GONZALES: And our legal analysis was completed prior to the authorization of that program.
LEAHY: So your answer is you did not come to that conclusion before the Senate passed the resolution on September 14th, 2001?
GONZALES: Sir, I certainly had not come to that conclusion. There may be others in the administration who did.
LEAHY: Were you aware of anybody in the administration that came to that conclusion before September 14th, 2001?
GONZALES: Senator, sitting here right now I don't have any knowledge of that.
LEAHY: Were you aware of anybody coming to that conclusion before the president signed the resolution on September 18th, 2001?
GONZALES: No, sir.
The only thing that I can recall is that we had just been attacked and that we had been attacked by an enemy from within our own borders and that...
LEAHY: Mr. Attorney General, I understand. I was here when that attack happened. And I joined with Republicans and Democrats and virtually every member of this Congress to try to give you the tools that you said you needed for us to go after Al Qaida, and especially to go after Osama bin Laden, the man that we all understood masterminded the attacks, the man who's still at large.
LEAHY: Now, back to my question: Did you come to the conclusion that you had to have this warrantless wiretapping of Americans inside the United States to protect us before the president signed the resolution on September 18th, 2001? You were the White House counsel at the time.
GONZALES: What I can say is that we came to a conclusion that the president had the authority to authorize this kind of activity before he actually authorized the activity.
LEAHY: When was that?
GONZALES: It was subsequent to the authorization to use military force.
GONZALES: Sir, it was just a short period of time after the authorization to use military force.
LEAHY: Was it before or after NSA began its surveillance program?
GONZALES: Again, the NSA did not commence the activities under the terrorist surveillance program before the president gave his authorization.
Unsurprisingly, the White House is withholding the documents authorizing the program, because those indeed would tell us when Bush signed them.
The problem with Gonzales' testimony is that it is contradicted by what we already know about the surveillance, as Jason Leopold explains at truthout.org: namely, that Bush authorized it before 9/11. He points to James Risen's State of War:
- "The president personally and directly authorized new operations, like the NSA's domestic surveillance program, that almost certainly would never have been approved under normal circumstances and that raised serious legal or political questions," Risen wrote in the book. "Because of the fevered climate created throughout the government by the president and his senior advisers, Bush sent signals of what he wanted done, without explicit presidential orders" and "the most ambitious got the message."

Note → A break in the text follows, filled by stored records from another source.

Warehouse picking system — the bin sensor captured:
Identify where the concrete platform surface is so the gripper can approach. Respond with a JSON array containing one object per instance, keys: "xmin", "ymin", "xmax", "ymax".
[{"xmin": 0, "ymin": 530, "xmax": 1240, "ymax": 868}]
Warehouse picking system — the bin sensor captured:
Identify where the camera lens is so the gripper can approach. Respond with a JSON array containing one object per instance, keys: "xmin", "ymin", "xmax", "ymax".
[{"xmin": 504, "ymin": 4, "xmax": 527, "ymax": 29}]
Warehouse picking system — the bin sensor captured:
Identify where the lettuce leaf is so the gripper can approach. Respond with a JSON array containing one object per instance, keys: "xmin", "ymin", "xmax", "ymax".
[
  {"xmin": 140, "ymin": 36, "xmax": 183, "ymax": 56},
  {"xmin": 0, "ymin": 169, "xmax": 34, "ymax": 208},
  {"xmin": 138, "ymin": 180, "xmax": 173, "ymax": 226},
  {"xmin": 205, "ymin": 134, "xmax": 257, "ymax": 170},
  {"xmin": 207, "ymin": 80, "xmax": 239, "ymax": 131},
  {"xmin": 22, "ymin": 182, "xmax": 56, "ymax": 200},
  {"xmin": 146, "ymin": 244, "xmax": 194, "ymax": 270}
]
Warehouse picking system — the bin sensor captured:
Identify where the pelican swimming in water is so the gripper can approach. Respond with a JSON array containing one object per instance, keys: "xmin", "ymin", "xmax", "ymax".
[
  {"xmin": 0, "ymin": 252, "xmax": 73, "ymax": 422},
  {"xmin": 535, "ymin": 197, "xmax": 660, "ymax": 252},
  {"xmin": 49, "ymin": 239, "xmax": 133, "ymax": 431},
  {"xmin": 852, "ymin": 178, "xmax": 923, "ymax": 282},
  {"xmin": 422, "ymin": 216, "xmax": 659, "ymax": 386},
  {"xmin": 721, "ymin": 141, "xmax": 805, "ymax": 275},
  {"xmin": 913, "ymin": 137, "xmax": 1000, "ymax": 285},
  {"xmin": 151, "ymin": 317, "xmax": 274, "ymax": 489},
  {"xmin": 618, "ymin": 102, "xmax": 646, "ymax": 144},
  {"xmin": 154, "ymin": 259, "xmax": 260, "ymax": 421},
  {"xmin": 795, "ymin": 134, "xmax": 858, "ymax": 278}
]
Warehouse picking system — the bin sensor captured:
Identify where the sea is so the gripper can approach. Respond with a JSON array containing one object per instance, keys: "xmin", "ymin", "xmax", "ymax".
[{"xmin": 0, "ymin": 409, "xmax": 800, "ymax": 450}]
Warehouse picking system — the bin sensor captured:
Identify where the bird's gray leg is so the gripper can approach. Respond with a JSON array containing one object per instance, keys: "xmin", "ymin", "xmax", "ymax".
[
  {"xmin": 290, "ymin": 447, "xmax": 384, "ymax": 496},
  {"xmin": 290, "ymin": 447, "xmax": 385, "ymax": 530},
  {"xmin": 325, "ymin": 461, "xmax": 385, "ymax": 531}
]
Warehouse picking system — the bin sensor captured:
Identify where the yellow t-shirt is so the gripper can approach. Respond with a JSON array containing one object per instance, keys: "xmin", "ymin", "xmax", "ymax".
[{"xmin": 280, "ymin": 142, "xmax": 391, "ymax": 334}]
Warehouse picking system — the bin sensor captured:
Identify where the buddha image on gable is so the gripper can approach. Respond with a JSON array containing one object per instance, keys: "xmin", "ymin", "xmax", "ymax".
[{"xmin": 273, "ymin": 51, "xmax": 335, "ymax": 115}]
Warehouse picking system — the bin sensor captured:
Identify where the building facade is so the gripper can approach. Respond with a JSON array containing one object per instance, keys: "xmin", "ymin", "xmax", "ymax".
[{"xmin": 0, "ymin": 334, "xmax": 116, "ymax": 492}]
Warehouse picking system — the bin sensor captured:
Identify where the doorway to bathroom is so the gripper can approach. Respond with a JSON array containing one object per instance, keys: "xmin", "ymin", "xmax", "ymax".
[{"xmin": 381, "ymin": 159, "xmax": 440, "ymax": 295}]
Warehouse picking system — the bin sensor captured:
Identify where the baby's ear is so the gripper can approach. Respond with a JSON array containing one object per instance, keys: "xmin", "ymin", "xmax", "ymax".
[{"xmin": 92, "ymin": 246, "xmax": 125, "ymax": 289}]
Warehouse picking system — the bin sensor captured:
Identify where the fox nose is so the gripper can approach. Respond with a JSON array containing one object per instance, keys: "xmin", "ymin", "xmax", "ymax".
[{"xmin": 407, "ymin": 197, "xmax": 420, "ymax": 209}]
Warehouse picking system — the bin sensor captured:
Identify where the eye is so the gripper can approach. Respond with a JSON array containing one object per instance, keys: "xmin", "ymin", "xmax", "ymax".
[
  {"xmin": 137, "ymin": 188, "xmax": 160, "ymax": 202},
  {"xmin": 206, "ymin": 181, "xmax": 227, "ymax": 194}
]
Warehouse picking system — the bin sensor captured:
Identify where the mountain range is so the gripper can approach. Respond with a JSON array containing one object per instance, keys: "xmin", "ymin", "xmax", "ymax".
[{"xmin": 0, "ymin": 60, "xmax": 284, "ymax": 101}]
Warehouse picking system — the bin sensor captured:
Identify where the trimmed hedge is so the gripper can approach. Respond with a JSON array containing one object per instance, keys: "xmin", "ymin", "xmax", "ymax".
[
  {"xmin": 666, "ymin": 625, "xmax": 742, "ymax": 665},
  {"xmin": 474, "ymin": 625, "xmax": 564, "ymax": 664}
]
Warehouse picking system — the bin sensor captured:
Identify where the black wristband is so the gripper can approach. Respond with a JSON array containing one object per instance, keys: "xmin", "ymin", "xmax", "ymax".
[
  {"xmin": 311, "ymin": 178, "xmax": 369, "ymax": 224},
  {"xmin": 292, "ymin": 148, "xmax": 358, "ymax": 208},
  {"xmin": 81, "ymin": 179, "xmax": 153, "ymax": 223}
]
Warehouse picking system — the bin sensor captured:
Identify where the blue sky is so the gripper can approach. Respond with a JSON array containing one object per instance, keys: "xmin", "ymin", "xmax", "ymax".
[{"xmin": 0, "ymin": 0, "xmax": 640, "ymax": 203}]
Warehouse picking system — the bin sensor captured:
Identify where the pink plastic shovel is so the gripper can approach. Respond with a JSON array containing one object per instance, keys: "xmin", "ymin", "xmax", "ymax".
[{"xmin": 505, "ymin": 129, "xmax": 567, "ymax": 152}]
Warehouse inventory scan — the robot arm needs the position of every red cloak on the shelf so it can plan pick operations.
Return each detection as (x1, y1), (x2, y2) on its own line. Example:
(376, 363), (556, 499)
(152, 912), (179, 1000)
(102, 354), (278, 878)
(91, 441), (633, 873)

... According to the online magazine Slate, an unnamed official in the telecom industry said NSA's "efforts to obtain call details go back to early 2001, predating the 9/11 attacks and the president's now celebrated secret executive order. The source reports that the NSA approached U.S. carriers and asked for their cooperation in a 'data-mining' operation, which might eventually cull 'millions' of individual calls and e-mails."
Of course, even if Gonzales' chronology were correct, his entire claim is of course dubious, as former CIA General Counsel Jeffrey Smith points out:
- "It is not credible that the 2001 authorization to use force provides authority for the president to ignore the requirements of FISA," Smith wrote, adding that if President Bush's executive order authorizing a covert domestic surveillance operation is upheld as legal "it would be a dramatic expansion of presidential authority affecting the rights of our fellow citizens that undermines the checks and balances of our system, which lie at the very heart of the Constitution."
If indeed Bush took these steps before 9/11, then it should be plain it has little, indeed, to do with fighting terrorism, and everything to do with expanding presidential powers.
And the more I watch them twist and deny, the more inclined I am to believe that someday, when the details are exposed, we will be reading about grotesque abuses of the program -- including expanding it to surveillance of political opponents.